Dilimizin ilk lügatini yazan Şemsettin Sami Kamus-ı Türkî’de “Geceyi hamam ateşliğinin sıcak olan kısm-ı haricinde geçiren serseri ve yaramaz çocuk, sokak çapkını” diyor külhanbeyi için. Ferit Develioğlu ise Osmanlıca-Türkçe Ansiklopedik lügatinde kelimeyi “okşama ile azarlama sözcüğü” olarak oldukça yumuşatıyor ve “çapkın serseri” diye açıklıyor.

Konuyu gündeme Çalışma ve Sosyal Güvenlik Bakanı Sayın Mehmet Müezzinoğlu getirdi. Katıldığı bir toplantıda, Cumhurbaşkanı Recep Tayyip Erdoğan’a “külhanbeyi” denmesini eleştiren Sayın Bakan sözü Atatürk’e getirerek “Bu ülkenin en büyük külhanbeyi bu devletin kurucusu Atatürk’tür” demiş. Yazılı basından değil sesli ve görüntülü medyadan takip etmesem muhabir yanlış mı anladı diyeceğim ama diyemiyorum.

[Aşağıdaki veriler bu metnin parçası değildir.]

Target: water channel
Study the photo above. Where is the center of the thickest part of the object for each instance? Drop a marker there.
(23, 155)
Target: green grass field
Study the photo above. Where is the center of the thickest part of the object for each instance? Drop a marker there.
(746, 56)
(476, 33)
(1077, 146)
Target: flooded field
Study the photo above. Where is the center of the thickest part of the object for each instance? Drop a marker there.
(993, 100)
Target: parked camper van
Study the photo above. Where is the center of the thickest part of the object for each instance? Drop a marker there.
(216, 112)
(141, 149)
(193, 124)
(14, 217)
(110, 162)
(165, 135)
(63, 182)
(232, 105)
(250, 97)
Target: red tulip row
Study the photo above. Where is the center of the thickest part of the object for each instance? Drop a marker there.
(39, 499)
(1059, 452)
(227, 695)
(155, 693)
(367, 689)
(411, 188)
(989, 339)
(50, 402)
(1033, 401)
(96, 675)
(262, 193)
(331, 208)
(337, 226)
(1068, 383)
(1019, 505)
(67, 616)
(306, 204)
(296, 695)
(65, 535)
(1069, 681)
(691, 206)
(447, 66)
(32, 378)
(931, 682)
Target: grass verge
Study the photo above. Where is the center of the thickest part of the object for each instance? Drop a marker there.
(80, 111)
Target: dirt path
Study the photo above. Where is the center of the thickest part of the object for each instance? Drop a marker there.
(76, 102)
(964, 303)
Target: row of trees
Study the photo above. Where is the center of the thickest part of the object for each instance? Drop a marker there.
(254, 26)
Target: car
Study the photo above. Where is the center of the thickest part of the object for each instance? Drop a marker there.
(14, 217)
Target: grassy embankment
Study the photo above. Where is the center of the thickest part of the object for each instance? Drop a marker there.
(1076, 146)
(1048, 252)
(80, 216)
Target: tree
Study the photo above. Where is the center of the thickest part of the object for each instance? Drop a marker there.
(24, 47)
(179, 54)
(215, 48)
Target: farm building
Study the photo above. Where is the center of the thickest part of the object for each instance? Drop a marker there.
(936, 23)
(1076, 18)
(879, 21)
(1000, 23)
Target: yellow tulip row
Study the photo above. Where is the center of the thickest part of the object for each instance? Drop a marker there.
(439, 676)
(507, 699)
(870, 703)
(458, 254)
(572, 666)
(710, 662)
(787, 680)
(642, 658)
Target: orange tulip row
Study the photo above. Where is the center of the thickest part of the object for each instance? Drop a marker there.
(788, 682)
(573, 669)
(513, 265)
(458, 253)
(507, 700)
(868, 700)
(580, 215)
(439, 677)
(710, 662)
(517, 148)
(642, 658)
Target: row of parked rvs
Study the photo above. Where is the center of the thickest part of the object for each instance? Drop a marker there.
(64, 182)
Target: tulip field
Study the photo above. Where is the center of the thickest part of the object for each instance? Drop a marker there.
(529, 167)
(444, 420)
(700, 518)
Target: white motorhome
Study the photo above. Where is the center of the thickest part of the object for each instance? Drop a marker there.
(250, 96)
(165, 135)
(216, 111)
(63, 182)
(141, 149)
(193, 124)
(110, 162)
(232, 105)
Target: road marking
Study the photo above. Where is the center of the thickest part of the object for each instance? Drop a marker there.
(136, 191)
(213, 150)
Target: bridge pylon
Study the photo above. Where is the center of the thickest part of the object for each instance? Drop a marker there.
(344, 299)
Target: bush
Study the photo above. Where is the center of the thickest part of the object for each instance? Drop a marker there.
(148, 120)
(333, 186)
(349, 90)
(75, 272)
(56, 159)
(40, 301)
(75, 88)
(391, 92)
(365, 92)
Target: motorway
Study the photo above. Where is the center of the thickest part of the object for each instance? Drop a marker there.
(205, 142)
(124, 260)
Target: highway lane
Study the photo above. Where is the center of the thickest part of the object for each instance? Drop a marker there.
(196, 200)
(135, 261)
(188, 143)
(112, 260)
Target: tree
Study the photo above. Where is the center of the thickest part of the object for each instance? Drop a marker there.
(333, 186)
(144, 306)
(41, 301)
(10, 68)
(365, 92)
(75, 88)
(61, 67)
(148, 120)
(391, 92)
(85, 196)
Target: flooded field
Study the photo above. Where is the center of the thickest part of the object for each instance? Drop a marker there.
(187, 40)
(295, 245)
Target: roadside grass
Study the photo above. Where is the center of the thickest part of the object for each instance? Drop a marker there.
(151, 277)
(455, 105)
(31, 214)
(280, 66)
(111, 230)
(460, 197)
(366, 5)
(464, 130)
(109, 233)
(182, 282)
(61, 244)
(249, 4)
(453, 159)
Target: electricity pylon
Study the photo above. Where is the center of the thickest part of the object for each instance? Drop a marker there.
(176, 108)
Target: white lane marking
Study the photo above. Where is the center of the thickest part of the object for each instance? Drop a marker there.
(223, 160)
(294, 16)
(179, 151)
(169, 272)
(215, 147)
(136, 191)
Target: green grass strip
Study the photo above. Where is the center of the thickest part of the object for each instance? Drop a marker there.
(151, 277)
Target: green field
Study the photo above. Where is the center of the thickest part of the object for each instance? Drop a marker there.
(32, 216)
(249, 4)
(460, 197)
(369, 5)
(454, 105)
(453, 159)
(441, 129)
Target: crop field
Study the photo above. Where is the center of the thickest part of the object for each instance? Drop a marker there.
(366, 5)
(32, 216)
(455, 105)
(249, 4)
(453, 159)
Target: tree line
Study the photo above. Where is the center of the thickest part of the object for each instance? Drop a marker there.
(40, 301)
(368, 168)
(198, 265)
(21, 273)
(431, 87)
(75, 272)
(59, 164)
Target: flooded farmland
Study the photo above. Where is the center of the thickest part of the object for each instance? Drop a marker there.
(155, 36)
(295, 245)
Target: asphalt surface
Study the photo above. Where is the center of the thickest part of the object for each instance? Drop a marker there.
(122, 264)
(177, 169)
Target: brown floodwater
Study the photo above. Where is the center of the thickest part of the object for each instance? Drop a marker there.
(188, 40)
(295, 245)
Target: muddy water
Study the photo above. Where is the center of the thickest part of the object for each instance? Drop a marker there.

Her şey apaçık ortada; Sayın Bakan bu benzetmeyi yapmış. “Külhanbeyi” benzetmesi ister muhalifleri tarafından yergi anlamında Sayın Cumhurbaşkanı Recep Tayyip Erdoğan ve isterse Sayın Bakan gibi bu vatanın kurtarıcısı, bu devletin kurucusu Gazi Mustafa Kemal Atatürk için övgü amacıyla kullanılmış olsun yanlıştır. Ben, bu ülkenin mevcut ve geçmiş herhangi bir cumhurbaşkanının bu kelimeyle yerilmesine de ne kadar iyi niyetle olursa olsun böylesine yanlış bir kelimeyle övülmesine de karşıyım. Överken de yererken de desteklerken de karşı çıkarken de kelimeleri doğru seçmek ve saygıyı elden bırakmamak, bir başka ifadeyle ölçüyü kaçırmamak zorundayız.

Bu yanlışların temelinde kendi dilimizi yeterince ve doğru öğrenmememiz kadar hazırlıksız ve gereksiz konuşma tutkumuzun da büyük payı var. Çok konuşuyoruz. İhtisasımız olan konuda da olmayan konuda da konuşuyoruz ve ister istemez pot kırıyor, çam deviriyoruz. Doğup büyüdüğü toprakları terk etmenin acısını herkesten fazla bilen/bilmesi gereken Sayın Müezzinoğlu’nun niyetinden asla şüphe etmem söz konusu değil ama benzetmesi hem ilk cumhurbaşkanımız Gazi Mustafa Kemal Atatürk hem de şimdiki cumhurbaşkanımız Sayın Recep Tayyip Erdoğan açısından hiç de hoş olmadı. Umarım siyasetçilerimiz ve devlet adamlarımız, bu talihsiz söylemden gelecek adına gerekli dersleri alır.